Anja Schneider: Room at the top - Features - Mixmag
Features

Anja Schneider: Room at the top

Mixmag joins Anja up on the roof

  • Words: Duncan Dick | Photography: Pablo Bustos
  • 27 November 2015

Anja Schneider is a little stressed, and it's not just because of the white-knuckle taxi ride we're taking through rush-hour Barcelona. "Sometimes it's better if it's not your party, if you are just a DJ and you just turn up and play," she confesses, clutching the door strap tightly as our mobile phone-toting driver rockets us past a bus on its blind side. "Actually, all the time."

Ever since their first party on the rooftop of the Silken Diagonal Hotel, back during Sónar week of 2011, Barcelona has been a second home to the Berlin-based Anja and her label Mobilee. But this is perhaps their most ambitious homage to Catalonia yet.

It starts with a Saturday show at El Monasterio, the old monastery in the manicured grounds of the El Poble Espanyol complex, with the label hosting the fourth in the summer series of gigs that's already seen sell-outs from Flying Circus, David Squillace's This And That and Pampa Records. And unfortunately, we're running a bit late.

But Anja needn't have worried. Her partner in Mobilee Records, the charming, frequently barefoot Ralf Kollman, is setting the scene with a late afternoon set, and we enter the grounds to the strains of a cheeky Mobilee bootleg of Fleetwood Mac's 'Everywhere'. The crowd, laid back yet anticipatory in the still-bright early evening sunshine, lounges about on the manicured grass of the gentle hill that overlooks the dancefloor and DJ.

As Ralf finishes up and Venezualan duo Fur Coat take over with their brand of hypnotic groove, more of Barcelona's better-looking house and techno lovers start to stream in through the huge gates.
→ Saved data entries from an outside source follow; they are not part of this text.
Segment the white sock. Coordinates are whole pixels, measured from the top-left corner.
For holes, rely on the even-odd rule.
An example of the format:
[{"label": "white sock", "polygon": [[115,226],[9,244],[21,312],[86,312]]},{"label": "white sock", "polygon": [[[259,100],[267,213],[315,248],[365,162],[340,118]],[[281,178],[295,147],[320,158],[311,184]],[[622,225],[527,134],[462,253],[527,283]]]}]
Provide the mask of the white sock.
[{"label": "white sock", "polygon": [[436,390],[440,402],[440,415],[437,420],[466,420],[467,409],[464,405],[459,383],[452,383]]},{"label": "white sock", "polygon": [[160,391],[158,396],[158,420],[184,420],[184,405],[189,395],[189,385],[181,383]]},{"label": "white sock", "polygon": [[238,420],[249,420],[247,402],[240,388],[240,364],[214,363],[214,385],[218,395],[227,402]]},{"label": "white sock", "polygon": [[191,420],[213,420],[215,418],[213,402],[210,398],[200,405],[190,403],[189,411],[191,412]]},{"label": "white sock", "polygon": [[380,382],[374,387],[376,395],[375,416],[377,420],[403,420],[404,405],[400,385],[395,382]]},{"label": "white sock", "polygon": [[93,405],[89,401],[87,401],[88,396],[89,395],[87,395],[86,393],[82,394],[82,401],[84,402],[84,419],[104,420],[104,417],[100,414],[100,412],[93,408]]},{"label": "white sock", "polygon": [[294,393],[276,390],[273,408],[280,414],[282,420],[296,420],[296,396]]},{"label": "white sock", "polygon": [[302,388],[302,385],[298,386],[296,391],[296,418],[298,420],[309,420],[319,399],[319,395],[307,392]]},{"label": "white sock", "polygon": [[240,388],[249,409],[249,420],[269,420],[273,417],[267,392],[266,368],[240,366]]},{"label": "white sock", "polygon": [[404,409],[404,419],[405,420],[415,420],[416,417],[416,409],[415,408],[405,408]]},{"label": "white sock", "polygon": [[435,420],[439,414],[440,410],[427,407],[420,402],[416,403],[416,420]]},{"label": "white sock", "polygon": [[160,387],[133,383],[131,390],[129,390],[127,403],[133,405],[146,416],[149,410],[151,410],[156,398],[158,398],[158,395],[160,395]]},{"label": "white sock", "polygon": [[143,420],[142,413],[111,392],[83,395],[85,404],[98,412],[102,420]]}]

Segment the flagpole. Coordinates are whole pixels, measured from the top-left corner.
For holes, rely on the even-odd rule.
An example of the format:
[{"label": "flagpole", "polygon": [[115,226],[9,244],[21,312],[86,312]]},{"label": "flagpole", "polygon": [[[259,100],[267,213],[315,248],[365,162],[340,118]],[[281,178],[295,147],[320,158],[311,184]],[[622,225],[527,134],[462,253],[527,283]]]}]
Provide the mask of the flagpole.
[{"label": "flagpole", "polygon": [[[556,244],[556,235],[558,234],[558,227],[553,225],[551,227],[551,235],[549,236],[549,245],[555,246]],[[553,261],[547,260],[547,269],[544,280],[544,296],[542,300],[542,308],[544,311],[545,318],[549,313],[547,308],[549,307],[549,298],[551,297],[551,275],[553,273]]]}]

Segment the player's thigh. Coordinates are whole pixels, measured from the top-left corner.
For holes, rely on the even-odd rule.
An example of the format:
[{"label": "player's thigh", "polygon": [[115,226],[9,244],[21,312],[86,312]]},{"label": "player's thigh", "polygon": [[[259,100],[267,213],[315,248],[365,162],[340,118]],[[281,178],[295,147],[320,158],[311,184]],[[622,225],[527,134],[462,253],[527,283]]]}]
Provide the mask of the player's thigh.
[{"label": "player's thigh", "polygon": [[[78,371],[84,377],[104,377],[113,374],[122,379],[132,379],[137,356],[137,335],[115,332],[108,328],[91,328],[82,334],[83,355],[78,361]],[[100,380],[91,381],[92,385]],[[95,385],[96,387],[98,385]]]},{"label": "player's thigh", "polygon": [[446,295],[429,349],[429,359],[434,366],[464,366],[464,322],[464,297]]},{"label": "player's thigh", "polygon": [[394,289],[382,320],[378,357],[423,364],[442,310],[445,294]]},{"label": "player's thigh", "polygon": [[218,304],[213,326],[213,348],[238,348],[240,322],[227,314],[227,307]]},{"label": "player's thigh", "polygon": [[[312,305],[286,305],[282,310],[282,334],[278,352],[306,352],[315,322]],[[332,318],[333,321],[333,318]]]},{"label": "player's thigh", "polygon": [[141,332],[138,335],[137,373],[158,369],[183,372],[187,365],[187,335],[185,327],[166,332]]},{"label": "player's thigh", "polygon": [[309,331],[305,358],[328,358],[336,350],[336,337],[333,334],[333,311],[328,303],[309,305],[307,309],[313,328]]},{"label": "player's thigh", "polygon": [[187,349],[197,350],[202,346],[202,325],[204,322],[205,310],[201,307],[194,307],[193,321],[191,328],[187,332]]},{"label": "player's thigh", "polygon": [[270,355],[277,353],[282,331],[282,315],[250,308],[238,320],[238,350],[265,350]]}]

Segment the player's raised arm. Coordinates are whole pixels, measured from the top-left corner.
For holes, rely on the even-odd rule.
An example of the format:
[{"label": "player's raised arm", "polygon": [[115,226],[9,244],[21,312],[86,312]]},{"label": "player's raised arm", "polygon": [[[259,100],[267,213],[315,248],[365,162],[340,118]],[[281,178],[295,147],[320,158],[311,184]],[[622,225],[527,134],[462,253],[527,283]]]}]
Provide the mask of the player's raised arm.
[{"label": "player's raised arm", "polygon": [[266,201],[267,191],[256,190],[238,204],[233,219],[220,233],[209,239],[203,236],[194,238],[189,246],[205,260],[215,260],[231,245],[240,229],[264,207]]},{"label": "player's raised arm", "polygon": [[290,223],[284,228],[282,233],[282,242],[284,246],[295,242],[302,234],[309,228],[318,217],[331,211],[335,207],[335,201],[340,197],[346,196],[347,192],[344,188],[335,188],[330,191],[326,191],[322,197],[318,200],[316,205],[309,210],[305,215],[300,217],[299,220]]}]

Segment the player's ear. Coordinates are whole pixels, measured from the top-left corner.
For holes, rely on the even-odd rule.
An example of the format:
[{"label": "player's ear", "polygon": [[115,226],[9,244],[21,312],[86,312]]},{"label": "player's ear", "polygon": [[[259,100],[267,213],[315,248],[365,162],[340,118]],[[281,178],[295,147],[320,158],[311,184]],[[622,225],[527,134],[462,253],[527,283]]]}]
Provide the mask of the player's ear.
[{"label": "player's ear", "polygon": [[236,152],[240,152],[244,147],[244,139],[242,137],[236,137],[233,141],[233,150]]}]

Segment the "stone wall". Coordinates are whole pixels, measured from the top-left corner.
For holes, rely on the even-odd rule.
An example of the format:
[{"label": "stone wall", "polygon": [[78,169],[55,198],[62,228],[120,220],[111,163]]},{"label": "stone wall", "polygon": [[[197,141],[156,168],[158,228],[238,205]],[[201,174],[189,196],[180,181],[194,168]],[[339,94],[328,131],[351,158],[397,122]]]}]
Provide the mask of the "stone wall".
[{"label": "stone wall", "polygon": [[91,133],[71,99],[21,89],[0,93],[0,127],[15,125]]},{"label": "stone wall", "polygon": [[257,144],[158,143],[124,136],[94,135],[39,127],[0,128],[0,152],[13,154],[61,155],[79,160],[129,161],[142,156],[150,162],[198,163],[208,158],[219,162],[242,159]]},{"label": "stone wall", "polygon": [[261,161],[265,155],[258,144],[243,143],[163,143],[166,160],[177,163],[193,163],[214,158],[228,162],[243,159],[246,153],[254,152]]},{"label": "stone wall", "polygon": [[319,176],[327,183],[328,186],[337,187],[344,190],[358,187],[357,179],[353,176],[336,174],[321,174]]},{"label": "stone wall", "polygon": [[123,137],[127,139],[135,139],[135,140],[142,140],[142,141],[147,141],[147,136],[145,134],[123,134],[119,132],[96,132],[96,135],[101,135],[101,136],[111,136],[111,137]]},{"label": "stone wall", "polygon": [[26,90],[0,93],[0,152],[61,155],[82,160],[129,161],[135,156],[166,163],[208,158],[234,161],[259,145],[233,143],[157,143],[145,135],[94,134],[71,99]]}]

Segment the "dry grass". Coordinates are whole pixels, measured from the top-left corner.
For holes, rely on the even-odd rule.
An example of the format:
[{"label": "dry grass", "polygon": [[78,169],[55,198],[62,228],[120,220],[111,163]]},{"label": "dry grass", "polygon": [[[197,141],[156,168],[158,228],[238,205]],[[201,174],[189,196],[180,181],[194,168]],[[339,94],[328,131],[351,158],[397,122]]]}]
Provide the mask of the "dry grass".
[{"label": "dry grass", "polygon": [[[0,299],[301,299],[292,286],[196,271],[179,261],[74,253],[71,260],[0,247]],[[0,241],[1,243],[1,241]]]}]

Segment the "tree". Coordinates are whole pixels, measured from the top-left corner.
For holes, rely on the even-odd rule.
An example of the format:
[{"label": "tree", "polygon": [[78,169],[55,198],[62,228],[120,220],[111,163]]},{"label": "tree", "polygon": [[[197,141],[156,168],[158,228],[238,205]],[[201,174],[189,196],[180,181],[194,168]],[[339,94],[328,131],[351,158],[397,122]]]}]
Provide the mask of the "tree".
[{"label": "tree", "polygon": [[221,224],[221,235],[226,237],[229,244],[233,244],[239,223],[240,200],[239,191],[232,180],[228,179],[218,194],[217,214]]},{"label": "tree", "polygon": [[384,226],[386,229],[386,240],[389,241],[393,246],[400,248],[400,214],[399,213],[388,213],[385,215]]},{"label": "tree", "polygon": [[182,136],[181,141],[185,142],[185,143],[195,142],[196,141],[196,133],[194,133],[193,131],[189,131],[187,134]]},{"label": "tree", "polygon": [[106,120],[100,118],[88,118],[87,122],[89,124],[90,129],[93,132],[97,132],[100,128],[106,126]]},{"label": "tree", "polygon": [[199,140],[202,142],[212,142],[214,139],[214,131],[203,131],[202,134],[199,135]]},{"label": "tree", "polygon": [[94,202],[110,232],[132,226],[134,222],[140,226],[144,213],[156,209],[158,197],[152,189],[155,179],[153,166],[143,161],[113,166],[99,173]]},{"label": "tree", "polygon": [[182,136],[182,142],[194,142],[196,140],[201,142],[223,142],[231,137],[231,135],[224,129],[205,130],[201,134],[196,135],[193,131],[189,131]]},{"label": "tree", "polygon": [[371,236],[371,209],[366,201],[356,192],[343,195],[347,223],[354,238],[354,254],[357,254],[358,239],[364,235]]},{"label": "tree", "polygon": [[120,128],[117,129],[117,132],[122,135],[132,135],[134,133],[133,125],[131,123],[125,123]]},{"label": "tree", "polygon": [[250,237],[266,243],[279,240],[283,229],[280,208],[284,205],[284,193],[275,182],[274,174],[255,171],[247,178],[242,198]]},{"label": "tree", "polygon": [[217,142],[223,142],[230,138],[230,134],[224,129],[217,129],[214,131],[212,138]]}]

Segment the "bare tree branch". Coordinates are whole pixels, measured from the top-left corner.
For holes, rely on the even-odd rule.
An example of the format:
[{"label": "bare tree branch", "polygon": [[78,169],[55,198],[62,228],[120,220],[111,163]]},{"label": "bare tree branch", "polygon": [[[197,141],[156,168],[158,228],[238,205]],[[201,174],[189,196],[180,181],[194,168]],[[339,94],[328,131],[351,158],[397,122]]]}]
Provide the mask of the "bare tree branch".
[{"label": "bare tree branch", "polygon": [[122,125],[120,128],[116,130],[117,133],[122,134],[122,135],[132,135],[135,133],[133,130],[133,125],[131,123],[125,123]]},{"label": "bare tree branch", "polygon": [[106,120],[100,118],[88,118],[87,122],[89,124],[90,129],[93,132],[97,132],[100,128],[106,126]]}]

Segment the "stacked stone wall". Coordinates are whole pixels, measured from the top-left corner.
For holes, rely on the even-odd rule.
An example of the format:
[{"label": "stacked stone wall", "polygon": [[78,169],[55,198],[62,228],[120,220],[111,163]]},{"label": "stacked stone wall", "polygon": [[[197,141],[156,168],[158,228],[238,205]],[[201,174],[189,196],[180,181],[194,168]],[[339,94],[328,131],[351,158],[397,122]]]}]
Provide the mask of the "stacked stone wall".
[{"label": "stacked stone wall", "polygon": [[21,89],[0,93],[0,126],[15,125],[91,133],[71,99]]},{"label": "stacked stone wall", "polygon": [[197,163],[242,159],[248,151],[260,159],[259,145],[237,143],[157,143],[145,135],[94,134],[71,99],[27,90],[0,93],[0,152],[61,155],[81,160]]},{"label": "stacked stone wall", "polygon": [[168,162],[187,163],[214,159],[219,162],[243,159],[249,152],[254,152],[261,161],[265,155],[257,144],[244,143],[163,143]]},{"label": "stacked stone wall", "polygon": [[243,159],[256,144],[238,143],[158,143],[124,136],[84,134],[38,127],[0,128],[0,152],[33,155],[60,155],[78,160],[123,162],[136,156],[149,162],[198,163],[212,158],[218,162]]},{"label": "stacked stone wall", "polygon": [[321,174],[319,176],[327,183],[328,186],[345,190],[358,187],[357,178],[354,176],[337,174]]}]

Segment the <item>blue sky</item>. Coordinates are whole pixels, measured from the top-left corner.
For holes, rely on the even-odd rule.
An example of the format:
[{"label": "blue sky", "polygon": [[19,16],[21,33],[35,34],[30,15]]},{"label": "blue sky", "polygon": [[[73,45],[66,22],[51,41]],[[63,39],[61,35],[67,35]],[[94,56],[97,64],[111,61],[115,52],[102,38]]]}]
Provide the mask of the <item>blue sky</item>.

The golden twilight is lending the Monastery, which resembles the kind of Mexican chapel that used to serve as the scene for the climax of innumerable Westerns, a slightly unreal, film-set feel - perhaps because this building is actually a 1929 reproduction of various medieval buildings from around Catalonia. The canopies of the eucalyptus trees overhead even seem to resemble marijuana buds, but that might be something to do with the smoke that's drifting over the area. As the sun goes down the genial, sturdy figure of Alan Fitzpatrick steps up with an incandescent, relevatory set: every tune a different vibe, but somehow flowing together, transforming a chilled day in the park into a fevered, dry ice filled rave. As he finishes off with a rapturously received Chemical Brothers remix, the chanting begins: An-ja! An-ja! An-ja!